1 Make your own Biodiesel Part 2
Olen Cantor edited this page 2025-01-10 22:57:07 +03:00


Anybody can make biodiesel. It's easy, you can make it in your kitchen-- and it's BETTER than the petro-diesel fuel the huge oil companies sell you. Your diesel motor will run much better and last longer on your home-made fuel, and it's much cleaner-- much better for the environment and better for health.

If you make it from utilized cooking oil it's not only low-cost however you'll be recycling a problematic waste item. Most importantly is the GREAT feeling of freedom, self-reliance and empowerment it will offer you. Here's how to do it-- whatever you need to know.

Straight grease fuel (SVO) systems can be a clean, effective and cost-effective choice. Unlike biodiesel, with SVO you have to modify the engine. The very best method is to fit an SVO system with replacement injectors and glowplugs optimised for veg-oil, as well as fuel heating.
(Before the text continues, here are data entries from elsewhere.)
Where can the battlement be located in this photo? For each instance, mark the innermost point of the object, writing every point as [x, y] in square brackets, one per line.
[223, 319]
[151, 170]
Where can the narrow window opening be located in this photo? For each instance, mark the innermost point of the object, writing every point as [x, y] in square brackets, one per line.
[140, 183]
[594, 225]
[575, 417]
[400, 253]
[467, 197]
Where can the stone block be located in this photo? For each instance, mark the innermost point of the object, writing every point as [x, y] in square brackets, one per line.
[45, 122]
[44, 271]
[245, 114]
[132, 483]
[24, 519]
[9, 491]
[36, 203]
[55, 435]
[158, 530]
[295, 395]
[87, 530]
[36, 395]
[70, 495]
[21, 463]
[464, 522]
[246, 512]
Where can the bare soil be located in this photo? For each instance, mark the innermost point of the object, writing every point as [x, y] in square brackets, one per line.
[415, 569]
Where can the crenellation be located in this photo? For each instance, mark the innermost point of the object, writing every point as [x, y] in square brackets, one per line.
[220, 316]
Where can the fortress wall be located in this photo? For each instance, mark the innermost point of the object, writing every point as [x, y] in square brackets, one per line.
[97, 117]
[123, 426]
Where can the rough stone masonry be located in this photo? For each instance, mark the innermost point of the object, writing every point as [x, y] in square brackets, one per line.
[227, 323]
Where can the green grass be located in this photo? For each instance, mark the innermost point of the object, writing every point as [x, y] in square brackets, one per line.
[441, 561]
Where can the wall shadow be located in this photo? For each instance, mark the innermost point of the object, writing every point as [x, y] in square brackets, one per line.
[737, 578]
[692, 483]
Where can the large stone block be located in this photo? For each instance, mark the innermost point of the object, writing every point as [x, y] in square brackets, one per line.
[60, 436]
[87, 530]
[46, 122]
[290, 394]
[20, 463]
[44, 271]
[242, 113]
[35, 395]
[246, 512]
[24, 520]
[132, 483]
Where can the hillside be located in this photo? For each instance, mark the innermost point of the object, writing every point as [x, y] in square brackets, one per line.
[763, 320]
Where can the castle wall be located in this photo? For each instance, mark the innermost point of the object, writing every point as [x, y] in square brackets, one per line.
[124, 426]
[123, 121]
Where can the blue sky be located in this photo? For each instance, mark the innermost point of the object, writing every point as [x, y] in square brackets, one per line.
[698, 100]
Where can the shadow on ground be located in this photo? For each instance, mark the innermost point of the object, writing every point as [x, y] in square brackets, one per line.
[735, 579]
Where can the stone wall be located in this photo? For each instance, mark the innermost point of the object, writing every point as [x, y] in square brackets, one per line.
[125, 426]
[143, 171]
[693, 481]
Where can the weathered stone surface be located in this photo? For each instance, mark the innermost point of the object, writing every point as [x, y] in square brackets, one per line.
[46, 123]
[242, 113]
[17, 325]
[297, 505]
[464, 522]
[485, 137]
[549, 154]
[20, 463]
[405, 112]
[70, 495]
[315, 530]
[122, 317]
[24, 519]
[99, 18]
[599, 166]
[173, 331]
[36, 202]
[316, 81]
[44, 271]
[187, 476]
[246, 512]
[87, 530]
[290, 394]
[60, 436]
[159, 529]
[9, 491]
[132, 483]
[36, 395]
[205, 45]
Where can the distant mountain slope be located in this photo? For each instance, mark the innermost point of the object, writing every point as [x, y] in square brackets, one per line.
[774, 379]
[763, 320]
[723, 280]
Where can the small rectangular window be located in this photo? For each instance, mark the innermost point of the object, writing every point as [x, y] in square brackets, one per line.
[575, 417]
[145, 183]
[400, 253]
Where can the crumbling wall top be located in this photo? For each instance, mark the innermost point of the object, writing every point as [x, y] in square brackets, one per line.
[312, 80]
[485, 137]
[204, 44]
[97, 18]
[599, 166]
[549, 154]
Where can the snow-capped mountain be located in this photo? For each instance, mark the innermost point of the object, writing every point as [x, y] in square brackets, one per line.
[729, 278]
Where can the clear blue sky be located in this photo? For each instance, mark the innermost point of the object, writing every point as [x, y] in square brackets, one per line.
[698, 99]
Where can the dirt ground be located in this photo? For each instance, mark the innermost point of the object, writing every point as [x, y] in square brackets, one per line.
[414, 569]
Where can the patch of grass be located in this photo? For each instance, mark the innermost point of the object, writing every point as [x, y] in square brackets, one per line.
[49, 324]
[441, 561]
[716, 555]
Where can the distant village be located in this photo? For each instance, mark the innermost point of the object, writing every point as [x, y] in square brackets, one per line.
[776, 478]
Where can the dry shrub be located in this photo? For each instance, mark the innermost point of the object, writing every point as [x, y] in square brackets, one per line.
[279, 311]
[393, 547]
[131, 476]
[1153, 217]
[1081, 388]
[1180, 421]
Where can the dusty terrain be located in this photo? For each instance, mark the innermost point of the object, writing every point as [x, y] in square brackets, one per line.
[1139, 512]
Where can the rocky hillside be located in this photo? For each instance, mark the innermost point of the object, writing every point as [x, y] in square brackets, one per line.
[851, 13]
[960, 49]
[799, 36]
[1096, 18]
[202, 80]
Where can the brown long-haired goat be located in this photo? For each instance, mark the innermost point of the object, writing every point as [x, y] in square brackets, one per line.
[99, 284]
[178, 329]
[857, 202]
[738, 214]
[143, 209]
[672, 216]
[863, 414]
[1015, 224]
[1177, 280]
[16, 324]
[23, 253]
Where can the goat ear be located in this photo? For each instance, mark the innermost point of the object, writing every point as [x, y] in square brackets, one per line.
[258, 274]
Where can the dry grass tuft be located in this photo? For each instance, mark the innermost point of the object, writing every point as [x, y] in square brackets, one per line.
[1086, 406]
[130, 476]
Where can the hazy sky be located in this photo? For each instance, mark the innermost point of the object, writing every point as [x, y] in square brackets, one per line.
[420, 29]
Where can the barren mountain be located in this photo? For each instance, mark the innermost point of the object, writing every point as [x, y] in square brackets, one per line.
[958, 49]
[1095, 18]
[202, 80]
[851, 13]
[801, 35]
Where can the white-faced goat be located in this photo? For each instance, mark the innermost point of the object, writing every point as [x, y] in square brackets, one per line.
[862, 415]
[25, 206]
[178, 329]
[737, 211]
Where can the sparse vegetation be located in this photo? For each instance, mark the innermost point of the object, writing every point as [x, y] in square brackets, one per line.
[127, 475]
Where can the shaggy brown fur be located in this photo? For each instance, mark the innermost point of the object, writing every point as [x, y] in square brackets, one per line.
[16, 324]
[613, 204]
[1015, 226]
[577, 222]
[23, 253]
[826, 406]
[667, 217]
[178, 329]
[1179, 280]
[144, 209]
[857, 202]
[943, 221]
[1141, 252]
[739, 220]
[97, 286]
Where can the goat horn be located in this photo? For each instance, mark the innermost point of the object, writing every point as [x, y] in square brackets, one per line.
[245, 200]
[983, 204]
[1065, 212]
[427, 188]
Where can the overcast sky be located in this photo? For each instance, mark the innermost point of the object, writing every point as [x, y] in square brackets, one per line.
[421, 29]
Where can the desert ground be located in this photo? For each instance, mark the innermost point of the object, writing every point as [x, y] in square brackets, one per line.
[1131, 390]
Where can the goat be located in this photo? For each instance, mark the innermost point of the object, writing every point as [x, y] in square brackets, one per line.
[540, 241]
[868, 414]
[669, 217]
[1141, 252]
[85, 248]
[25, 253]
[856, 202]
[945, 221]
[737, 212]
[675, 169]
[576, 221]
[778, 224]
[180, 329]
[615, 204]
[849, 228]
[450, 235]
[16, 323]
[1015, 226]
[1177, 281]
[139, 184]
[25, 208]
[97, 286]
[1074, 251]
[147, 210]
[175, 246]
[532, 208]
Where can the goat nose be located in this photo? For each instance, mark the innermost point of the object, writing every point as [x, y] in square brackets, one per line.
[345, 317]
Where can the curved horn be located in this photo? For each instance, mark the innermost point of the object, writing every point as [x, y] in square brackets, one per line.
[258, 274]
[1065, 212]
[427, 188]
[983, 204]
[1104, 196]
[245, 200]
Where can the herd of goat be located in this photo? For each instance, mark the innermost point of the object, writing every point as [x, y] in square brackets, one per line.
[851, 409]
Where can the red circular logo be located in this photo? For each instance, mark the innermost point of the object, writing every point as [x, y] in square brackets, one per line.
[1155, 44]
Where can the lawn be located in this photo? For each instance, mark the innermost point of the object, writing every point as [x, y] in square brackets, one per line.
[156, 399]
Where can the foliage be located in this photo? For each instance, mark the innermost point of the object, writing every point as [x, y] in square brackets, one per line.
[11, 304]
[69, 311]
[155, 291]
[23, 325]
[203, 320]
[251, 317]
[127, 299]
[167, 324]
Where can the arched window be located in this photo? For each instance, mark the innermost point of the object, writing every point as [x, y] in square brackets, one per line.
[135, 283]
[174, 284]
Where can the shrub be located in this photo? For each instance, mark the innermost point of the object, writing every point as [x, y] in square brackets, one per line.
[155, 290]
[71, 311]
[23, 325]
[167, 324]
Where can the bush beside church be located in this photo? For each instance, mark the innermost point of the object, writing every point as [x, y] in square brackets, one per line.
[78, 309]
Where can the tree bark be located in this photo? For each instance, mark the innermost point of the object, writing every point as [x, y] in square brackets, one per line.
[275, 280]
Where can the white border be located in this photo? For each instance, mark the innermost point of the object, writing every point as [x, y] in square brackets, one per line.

With the German Elsbett single-tank SVO system for example you can utilize petro-diesel, biodiesel or SVO, in any mix. Just begin up and go, stop and switch off, like any other car. Journey to Forever's Toyota TownAce van uses an Elsbett single-tank system. More

There are also two-tank SVO systems which pre-heat the oil to make it thinner. You have to start the engine on normal petroleum diesel or biodiesel in one tank and then change to SVO in the other tank when the veg-oil is hot enough, and switch back to petro- or biodiesel before you stop the engine, or you'll coke up the injectors.

More information on straight grease systems in my blog.

3. Biodiesel or SVO?

Biodiesel has some clear advantages over SVO: it works in any diesel, without any conversion or modifications to the engine or the fuel system-- just put it in and go. It likewise has much better cold-weather homes than SVO (but not as excellent as petro-diesel-- see Using biodiesel in winter season). Unlike SVO,

it's backed by lots of long-term tests in numerous countries, consisting of countless miles on the roadway.

Biodiesel is a clean, safe, ready-to-use, alternative fuel, whereas it's fair to state that many SVO systems are still speculative and require additional development.

On the other hand, biodiesel can be more pricey, depending just how much you make, what you make it from and whether you're comparing it with new oil or used oil (and depending upon where you live). And unlike SVO, it needs to be processed first.

But the big and rapidly growing worldwide band of homebrewers do not mind-- they make a supply every week or when a month and quickly get utilized to it. Many have been doing it for years.

Anyway you have to process SVO too, particularly WVO (waste vegetable oil, used, prepared), which numerous people with SVO systems utilize because it's cheap or complimentary for the taking. With WVO food particles and impurities and water should be removed, and it probably should be deacidified too. Biodieselers state, "If I'm going to need to do all that I may too make biodiesel instead." But SVO types belittle that-- it's much less processing than making biodiesel, they state. To each his own.